We're Sorry, 8% Permanent Unemployment is not Acceptable!

Imagine my disgust at this headline: New Normal of 2% GDP Growth where experts are claiming America just had to get used to it with permanent 8% unemployment numbers.

Americans may have to get used to unemployment greater than 8 percent for the first time since 1983 and an economy that won’t grow much beyond 2 percent as a consequence of the lost confidence in consumer credit that shattered financial markets.

Who is saying this? Pimco, the biggest bond trader and it's co-founder, Bill Gross, who is becoming more powerful by the day.

I'm sorry Pimco but that is unacceptable and we really do not care what full employment does to your portfolio.

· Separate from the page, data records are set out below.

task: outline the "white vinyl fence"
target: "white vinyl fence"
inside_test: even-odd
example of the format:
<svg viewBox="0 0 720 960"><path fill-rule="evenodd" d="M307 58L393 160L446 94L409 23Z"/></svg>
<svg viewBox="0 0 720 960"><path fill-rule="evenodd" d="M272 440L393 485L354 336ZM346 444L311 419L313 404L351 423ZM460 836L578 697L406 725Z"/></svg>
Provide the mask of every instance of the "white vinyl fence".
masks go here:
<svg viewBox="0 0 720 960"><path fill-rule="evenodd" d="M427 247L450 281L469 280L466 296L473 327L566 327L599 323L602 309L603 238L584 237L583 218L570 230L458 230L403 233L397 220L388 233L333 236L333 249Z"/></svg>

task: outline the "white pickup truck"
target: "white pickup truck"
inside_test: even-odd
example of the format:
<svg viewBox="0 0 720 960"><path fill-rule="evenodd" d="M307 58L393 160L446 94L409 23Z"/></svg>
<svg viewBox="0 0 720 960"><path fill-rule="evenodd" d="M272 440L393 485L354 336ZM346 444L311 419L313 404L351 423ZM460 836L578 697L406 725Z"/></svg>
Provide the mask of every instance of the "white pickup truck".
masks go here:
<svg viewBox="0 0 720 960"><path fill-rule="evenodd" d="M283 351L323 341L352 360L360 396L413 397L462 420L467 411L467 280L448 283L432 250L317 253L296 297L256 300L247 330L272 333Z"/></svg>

Read the article, they go on whining about $200 dollar handbags, uh we're sorry, the United States must tackle global labor arbitrage and start enacting policies to support, promote and strengthen the U.S. labor force. We ain't buyin' no $200 handbags here, we're trying to pay the rent!

Subject Meta: 

Forum Categories: 

This would require a serious reduction in the

standard of living. It seems we are heading in that direction anyway.

I wish and hope people will reject this consumer based economy and start really saving and continue deleveraging.

there is std. of living and then there is income period

What they are talking about is no job period. Not some poverty level wage or anything....so this means our homeless will dramatically increase for without income, people plain cannot pay the rent, even when that rent is reduced.

Are policy makers at all concerned with

the implications of this "race to the bottom"? This idea of trickle down economics has been totally destroyed so what is left - "survival of the fittest". That would be very ugly.

Policy Makers

Are the ones actively creating the "race to the bottom"- and have been ever since they decided in the late 1960s to start worrying about the "standard of living gap" between the first and third world.

Of course, they sold it to us that they'd be raising up the third world, not tearing us down, but most intelligent people realized sometime in the late 1990s/early 2000s that both sides would have to give.

One smart man whom I voted for instead of Bill Clinton in my first Presidential election saw it coming- and even as a part of his campaign put on half-hour infomercials about it back in 1992- but 84% of America thought he was nuts and didn't vote for him.

-------------------------------------
Executive compensation is inversely proportional to morality and ethics.

-------------------------------------
Maximum jobs, not maximum profits.

But the target is ensuring slack labor markets ...

... to ensure no growth in real wages across the board, so that productivity growth can continue to be captured for profit income.

Its even more critical for the Reagan political economy now that the "smartest men in the room" lost trillions of dollars in paper wealth and more cream for the skimming.